Clone
QP‑trie in NSD
Tony Finch edited this page 2022-04-06 16:43:16 +01:00

In July 2020 and June 2021, before I joined ISC, I (Tony Finch) integrated a DNS-specific version of my qp-trie data structure into NSD. NSD is an attractive platform for this kind of work:

  • NSD is relatively simple for a real DNS server

  • it already has a choice between a red-black tree and a radix tree, so adding a third option is not too hard.

previous writing on this topic

summary of my fork of NSD

There are a few branches in my fork of NSD, corresponding to various phases of my experiments.

  • fanf-qp: the basic DNS-trie implementation from July 2020, which uses 16 byte nodes, does not support concurrent updates, and uses the system allocator

  • fanf-cow: first iteration of the new copy-on-write strategy, using a custom bump allocator with a pool of pages and 12 byte nodes.

    Relatively aggressive compaction, in that it traverses deeply in the tree to find pages that are fragmented and should be compacted. This had the awkward effect of causing COW mutations for nodes in low-fragmentation pages in the middle tiers of the tree, pushing them past the fragmentation threshold, leading to a second compaction run almost immediately, so it ended up being a very complicated way of compacting the whole tree.

  • fanf-cjc: a simple two-space copying / compacting collector. (cjc = Chris Cheney, inventor of the stackless graph copy.)

    In reaction to the bad behaviour of the fanf-cow branch, how much simpler would it be to get rid of the page pool and instead use a single contiguous arena? Quite a lot simpler, but the GC is correspondingly time-consuming because it always compacts the whole tree.

  • fanf-gen: a refinement of fanf-cow that tries to apply the generational hypothesis more intelligently. (generational hypothesis = recently allocated nodes are short-lived, so GC is faster if it arranges objects into age-based tiers, and collects the young tiers more frequently.)

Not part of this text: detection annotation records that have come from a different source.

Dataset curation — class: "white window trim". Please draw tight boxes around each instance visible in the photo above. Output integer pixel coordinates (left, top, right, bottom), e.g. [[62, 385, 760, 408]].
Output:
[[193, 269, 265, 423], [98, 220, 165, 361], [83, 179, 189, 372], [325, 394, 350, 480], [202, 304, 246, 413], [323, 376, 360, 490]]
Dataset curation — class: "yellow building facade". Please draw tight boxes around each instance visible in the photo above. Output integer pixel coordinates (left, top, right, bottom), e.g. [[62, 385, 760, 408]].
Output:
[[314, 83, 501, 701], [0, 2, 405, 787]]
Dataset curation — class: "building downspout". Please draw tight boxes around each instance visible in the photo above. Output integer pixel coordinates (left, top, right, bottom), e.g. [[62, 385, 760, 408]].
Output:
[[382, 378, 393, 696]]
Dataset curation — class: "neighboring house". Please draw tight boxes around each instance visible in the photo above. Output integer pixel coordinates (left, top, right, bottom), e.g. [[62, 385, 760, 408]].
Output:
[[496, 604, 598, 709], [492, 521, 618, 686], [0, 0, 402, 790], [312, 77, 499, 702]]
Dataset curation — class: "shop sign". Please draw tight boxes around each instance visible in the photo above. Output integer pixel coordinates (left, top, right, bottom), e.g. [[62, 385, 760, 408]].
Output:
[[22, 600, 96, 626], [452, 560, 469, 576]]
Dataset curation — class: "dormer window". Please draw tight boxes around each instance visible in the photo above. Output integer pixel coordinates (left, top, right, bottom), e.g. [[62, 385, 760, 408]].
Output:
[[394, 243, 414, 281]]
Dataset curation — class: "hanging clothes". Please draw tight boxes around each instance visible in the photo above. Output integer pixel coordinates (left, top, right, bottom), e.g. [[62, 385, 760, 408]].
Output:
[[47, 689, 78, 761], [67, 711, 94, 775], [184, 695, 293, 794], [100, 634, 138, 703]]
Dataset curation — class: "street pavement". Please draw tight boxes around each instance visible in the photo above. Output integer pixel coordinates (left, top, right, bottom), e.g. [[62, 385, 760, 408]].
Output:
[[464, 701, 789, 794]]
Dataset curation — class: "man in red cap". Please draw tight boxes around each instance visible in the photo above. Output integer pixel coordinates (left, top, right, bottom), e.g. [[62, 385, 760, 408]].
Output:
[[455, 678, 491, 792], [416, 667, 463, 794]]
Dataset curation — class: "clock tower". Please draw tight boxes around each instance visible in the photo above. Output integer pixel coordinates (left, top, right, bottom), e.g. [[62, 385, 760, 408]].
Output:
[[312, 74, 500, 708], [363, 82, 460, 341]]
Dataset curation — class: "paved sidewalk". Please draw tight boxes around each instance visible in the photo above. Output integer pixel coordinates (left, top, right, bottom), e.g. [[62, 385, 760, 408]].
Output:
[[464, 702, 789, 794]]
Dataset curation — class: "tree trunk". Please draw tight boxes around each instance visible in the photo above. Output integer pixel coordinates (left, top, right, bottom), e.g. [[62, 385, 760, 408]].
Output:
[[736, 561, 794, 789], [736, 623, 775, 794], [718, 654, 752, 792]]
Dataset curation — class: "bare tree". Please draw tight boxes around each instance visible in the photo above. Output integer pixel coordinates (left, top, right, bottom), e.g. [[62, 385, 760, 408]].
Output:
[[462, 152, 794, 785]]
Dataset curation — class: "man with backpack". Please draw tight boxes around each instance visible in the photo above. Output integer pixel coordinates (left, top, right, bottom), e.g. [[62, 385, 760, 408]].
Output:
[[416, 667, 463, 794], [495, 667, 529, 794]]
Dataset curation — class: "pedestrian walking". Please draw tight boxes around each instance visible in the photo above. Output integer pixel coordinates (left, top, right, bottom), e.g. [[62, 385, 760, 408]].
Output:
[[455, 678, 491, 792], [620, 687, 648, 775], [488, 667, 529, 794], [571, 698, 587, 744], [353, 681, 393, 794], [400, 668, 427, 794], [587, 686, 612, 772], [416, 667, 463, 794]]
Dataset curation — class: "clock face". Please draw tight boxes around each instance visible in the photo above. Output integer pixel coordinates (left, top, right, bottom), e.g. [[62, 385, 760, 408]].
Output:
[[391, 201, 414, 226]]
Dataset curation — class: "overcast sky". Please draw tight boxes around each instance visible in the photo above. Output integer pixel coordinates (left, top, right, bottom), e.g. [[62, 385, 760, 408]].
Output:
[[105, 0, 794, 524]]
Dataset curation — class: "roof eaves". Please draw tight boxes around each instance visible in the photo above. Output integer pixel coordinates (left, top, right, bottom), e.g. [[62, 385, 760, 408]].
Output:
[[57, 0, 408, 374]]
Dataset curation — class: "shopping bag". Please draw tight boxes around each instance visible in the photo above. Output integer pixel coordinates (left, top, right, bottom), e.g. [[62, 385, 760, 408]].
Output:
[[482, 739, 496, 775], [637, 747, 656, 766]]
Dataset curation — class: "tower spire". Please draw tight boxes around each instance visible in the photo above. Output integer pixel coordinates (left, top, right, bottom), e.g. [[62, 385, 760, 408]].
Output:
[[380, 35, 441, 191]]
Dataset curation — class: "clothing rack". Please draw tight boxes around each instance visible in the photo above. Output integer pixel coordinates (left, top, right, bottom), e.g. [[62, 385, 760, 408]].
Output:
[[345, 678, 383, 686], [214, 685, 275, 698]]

    In this version the tree is compacted from the top down (top = frequently mutated, therefore probably more fragmented); when it finds a node in an unfragmented page, it skips the node and all its children, to avoid causing more fragmentation.

I think fanf-gen is the best version so far, so it is the HEAD branch of my NSD fork.

other notes

There's a basic randomized tester in tpkg/cutest/cutest_qp.c. It can be built in a mode that uses mprotect() to enforce the copy-on-write read-only / read-write split.

parallel loading in NSD

I mentioned to Willem Toorop that I think it would not be too hard to merge two qp-trie structures, to support parallel zone loading. (NSD has a single unified tree containing all its zones.) And the result should be laid out very nicely in memory for good locality. I think it would make sense to merge pairwise, like a mergesort, parallelizable O(n log n) instead of sequential O(n*n). The merge can be stackless, by adding a third kind of node that is a placeholder pointing at the two subtrees that still need to be merged. Merging multiple trees in one shot could be O(n) but more complicated.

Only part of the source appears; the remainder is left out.